It seemed Warner Music would end the year on a high note, as it announced Thursday the settlement of a simmering feud with mega-act Linkin Park as well as a new dividend for shareholders.
But no sooner did the diskery issue its double album of good news than it received a setback from Wall Street.
Warner Music disclosed a five-year, $15 million deal with Linkin Park, whose last full-length record, “Meteora,” rung up more than 10 million in album sales. It also confirmed a dividend payout that will amount to about $80 million per year, or 13¢ per share.
But Standard & Poor Equity research wasn’t impressed and came out with a “Strong Sell” recommendation. It suggested the company’s stock should trade at $15 instead of its current price of $19, implying Warner Music is overvalued by more than 25%.

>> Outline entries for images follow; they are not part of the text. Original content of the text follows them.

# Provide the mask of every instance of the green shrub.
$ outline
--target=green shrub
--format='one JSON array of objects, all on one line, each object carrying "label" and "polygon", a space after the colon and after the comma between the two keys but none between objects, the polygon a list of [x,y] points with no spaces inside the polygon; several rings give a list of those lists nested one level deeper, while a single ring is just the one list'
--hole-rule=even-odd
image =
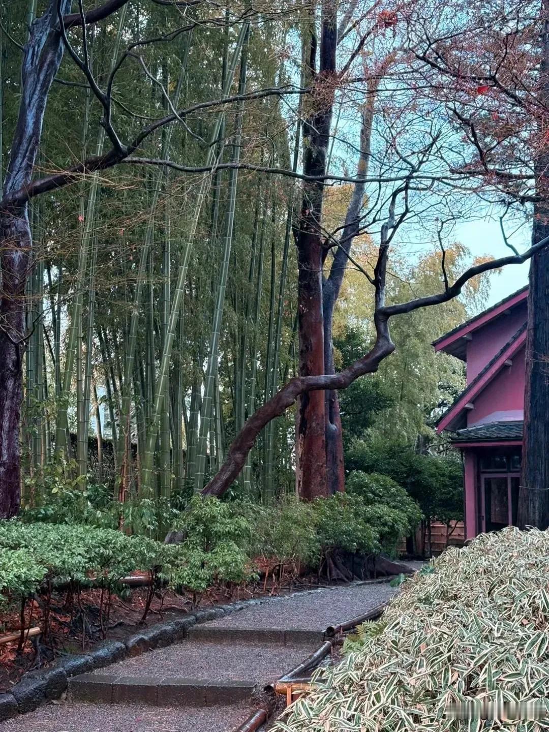
[{"label": "green shrub", "polygon": [[408,445],[376,439],[353,441],[345,459],[351,471],[392,478],[417,501],[425,520],[463,519],[463,467],[457,455],[418,455]]},{"label": "green shrub", "polygon": [[321,551],[333,549],[374,554],[381,550],[376,530],[368,524],[364,502],[357,496],[336,493],[313,501]]},{"label": "green shrub", "polygon": [[64,524],[0,523],[0,592],[25,597],[42,582],[92,581],[111,589],[135,569],[169,570],[169,550],[146,537]]},{"label": "green shrub", "polygon": [[26,549],[0,549],[0,608],[12,598],[34,592],[47,572],[46,567]]},{"label": "green shrub", "polygon": [[318,566],[320,547],[313,506],[295,498],[273,506],[234,504],[236,515],[245,515],[251,532],[250,554],[276,559],[281,564]]},{"label": "green shrub", "polygon": [[408,536],[422,520],[422,512],[416,501],[388,475],[354,471],[347,478],[346,489],[351,495],[359,496],[367,506],[384,505],[403,514],[407,524],[404,529],[405,537]]},{"label": "green shrub", "polygon": [[244,548],[250,545],[251,527],[230,504],[195,496],[173,529],[182,541],[171,550],[173,584],[203,592],[216,582],[235,584],[254,576]]}]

With an investigation looming into digital download pricing and music sales generally soft, the country’s only stand-alone public music company faces a long and winding road.
In some ways, Warner Music enjoyed a remarkable turnaround in 2005, beginning with an IPO in May initiated by its new owners, a group of equity investors that include Bain Capital, Thomas Lee Partners and Edgar Bronfman.
Critics voiced worries about the profitability of a separate music company in a conglom age, but the diskery quickly proved them wrong. Warner Music’s stock now trades at a higher price than that of Time Warner, the company from which it sprung.
But the S&P report cited a pending investigation from New York Attorney General Eliot Spitzer — in which the company reportedly was among several subpoenaed for allegations of price-fixing on digital music — and a slowdown in CD sales as reasons for its recommendation.
There are more particular reasons the company may need to worry.
While a dividend can provide a buzz to smaller investors, Wall Street often shrugs, saying the money could be better spent if it were reinvested in the company.
Also, Warner Music’s WEA group has faced a rough patch. Last week it reorganized sales and marketing divisions in an attempt to shift its focus from terrestrial to digital sales. Move follows tumult at its Atlantic label earlier in the year that saw the top exec ankle.
Like other industry titans, Warner Music hopes Apple’s Steve Jobs comes around on variable pricing for iTunes. But even if he does, labels risk criticism that they are artificially inflating revenue, as well as pushback from consumers who embrace the simplicity of flat pricing. For every rose, Warner Music is finding a thorn.